The second book in my short (as in, this could be it) trot through some of the Independent Foreign Fiction Prize longlist titles, is Dag Solstad’s Novel 11, Book 18. I knew I wanted to read it as soon as I saw the title and cover on publication last year: I presume the name laconically places the book in Solstad’s oeuvre. Anticipation over the book was only enhanced by Steve Mitchelmore’s praise. Solstad is not what you’d call a big name in the UK, a fact that was verified when I searched for him on Amazon (just for more information on it: I try not to shop at Amazon for reasons which are too self-righteous to go into) and was greeted with the prompt Did you mean: dvd solstad? That was a few months ago. When I tried the same search just now, the response was Did you mean: dog solstad? Which, I suppose, is progress of a sort.
A good deal has been written recently – not least by me – about Richard Yates, his uncompromising bleakness and brave refusal to pander to the reader. In fact Yates, fond as I am of his books, makes all sorts of concessions to readability in terms of his deft character portraits, swift storytelling, meaty dialogue and so on. It’s a bleakness which is cushioned by literary niceties: and very nice they are too. Similarly, Joseph Heller’s Something Happened, a black hole of despair of a book, is made palatable by being very (blackly) funny. What makes Novel 11, Book 18 so interesting is that Solstad dispenses with many of the traditional novelistic ‘draws’ and lets the bleak speak for itself. Perversely, it is this very quality which I found seductive.
Novel 11, Book 18 is the story of a man who finds that experience of life does not match up to his expectations, and so he acts dramatically to bring his expectations into line, to reduce them ruthlessly. Bjørn Hansen is “a slow, introvert and not very spontaneous person,” who “knew that the most desirable happiness on earth was a brief happiness.” Such a happiness he has experienced with his ex-lover, the anagrammatic-sounding Turid Lammers, with whom he lived for fourteen years; with whom he originally moved in “because he feared he would otherwise regret everything.” With Turid, Bjørn Hansen (he is almost always referred to by his full name, the narrative cool and detached) takes up amateur dramatics, becomes a player, homo ludens, an ironic epithet for one so unplayful.
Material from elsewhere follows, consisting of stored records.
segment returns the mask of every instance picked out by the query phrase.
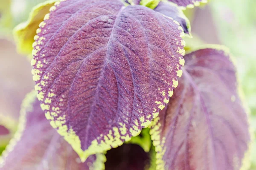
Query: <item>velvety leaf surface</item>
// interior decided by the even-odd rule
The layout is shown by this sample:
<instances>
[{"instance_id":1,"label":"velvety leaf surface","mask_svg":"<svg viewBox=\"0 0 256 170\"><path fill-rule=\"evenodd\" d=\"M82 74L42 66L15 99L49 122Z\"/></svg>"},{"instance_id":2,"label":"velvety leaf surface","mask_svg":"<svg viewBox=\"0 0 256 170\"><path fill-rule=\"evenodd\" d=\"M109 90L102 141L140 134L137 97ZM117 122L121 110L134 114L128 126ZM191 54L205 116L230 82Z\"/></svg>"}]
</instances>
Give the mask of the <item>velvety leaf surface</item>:
<instances>
[{"instance_id":1,"label":"velvety leaf surface","mask_svg":"<svg viewBox=\"0 0 256 170\"><path fill-rule=\"evenodd\" d=\"M105 170L147 169L150 164L149 153L140 146L124 144L108 151L106 154Z\"/></svg>"},{"instance_id":2,"label":"velvety leaf surface","mask_svg":"<svg viewBox=\"0 0 256 170\"><path fill-rule=\"evenodd\" d=\"M14 27L11 13L11 0L0 0L0 37L9 38Z\"/></svg>"},{"instance_id":3,"label":"velvety leaf surface","mask_svg":"<svg viewBox=\"0 0 256 170\"><path fill-rule=\"evenodd\" d=\"M207 3L208 0L166 0L184 8L193 8L195 6L199 6L200 3Z\"/></svg>"},{"instance_id":4,"label":"velvety leaf surface","mask_svg":"<svg viewBox=\"0 0 256 170\"><path fill-rule=\"evenodd\" d=\"M81 163L77 154L45 118L35 91L24 100L19 121L18 131L0 157L0 170L104 169L105 158L101 154Z\"/></svg>"},{"instance_id":5,"label":"velvety leaf surface","mask_svg":"<svg viewBox=\"0 0 256 170\"><path fill-rule=\"evenodd\" d=\"M14 28L14 36L19 53L26 55L31 54L36 30L38 28L40 23L44 21L44 16L49 13L50 8L58 0L47 0L34 7L29 14L28 20L19 24Z\"/></svg>"},{"instance_id":6,"label":"velvety leaf surface","mask_svg":"<svg viewBox=\"0 0 256 170\"><path fill-rule=\"evenodd\" d=\"M125 2L131 5L140 5L140 0L125 0Z\"/></svg>"},{"instance_id":7,"label":"velvety leaf surface","mask_svg":"<svg viewBox=\"0 0 256 170\"><path fill-rule=\"evenodd\" d=\"M170 17L180 25L184 32L190 36L191 28L189 21L177 5L168 2L160 1L154 10L167 17Z\"/></svg>"},{"instance_id":8,"label":"velvety leaf surface","mask_svg":"<svg viewBox=\"0 0 256 170\"><path fill-rule=\"evenodd\" d=\"M118 0L61 2L37 30L31 64L41 107L84 161L138 135L182 74L182 28Z\"/></svg>"},{"instance_id":9,"label":"velvety leaf surface","mask_svg":"<svg viewBox=\"0 0 256 170\"><path fill-rule=\"evenodd\" d=\"M157 169L239 170L250 137L235 68L217 48L184 59L179 86L150 131Z\"/></svg>"}]
</instances>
He has the double tragedy of ambition without ability: he urges the theatrical company to try something more than their usual light operas (“What if they rose to the level where one could feel the blast of real life?”), and they put on a production of Ibsen. Bjørn Hansen, whose performance is the low point of a “total flop”, learns that “it is not enough to feel, inwardly.” (It was the am dram that made me think of comparison with Yates: his most famous novel Revolutionary Road opens with a symbolic production of The Petrified Forest, where April Wheeler is no better than Bjørn Hansen.)
I said above that Solstad’s writing is devoid of traditional novelist’s effects, but this is not quite true. As I became accustomed to his style, I began to find more and more sly humour in the prose, so that the occasional playful authorial intervention elicited a practical belly laugh.
The two years that went by before he managed to tear himself away from [his wife] were a total nightmare, which here will be passed over in silence.
Bjørn has one friend, Herman Busk (“the singing dentist”), with whom he feels little affinity. He likes books “that showed life to be impossible and contained a bitter black humour” (Bjørn, I have just the thing) – but now is bored with those, and wants “a novel that showed life to be impossible, but without a trace of humour, black or otherwise.” About halfway through the book, Bjørn starts to find it impossible to reconcile himself to the fact that “this is it”, that “time is passing, boredom is everlasting.” He conceives a plan – “his No, his great Negation” – which is put on hold when his son Peter comes to stay, bringing with him youth and its “intoxicating nonchalance, self-indulgence and idleness.”
That is about as much of the story as I can reveal, though in a way, I could detail everything that happens without reducing the book’s effect at all. Just as the prose is plain, the content of the book speaks for itself, bold and unmistakable. The denouement is an outlandish, almost freakish challenge to the reader, but arising so naturally from what has come before that it is impossible not to accept. The reader feels sympathy with Bjørn who, when conceiving his plan, “could not tell whether it was a game or real.” The reader shares this wonderment. The book could be handily reduced to this ‘twist’, making it a mere high-concept trick, and ignoring the importance of what leads up to this decision, both on the book’s terms and on Bjørn’s. In this (and in this only), I was reminded of Magnus Mills’ very different but equally bouleversé-ing Explorers of the New Century.
A certain uneasiness gripped me as I reflected on how much I enjoyed Novel 11, Book 18. (Enjoyed despite – because of – its uncompromising force and Bjørn’s flattened affect; such a work of art can only be invigorating and thrilling.) Would I have liked it as much if it was a new novel by a contemporary British author? Or was my pleasure enhanced by the preconception that foreign fiction must be really worthwhile if someone has thought it worth translating? But preconceptions are all part of the reading experience, and pleasure is pleasure, and we must take it where we find it. Right, Bjørn?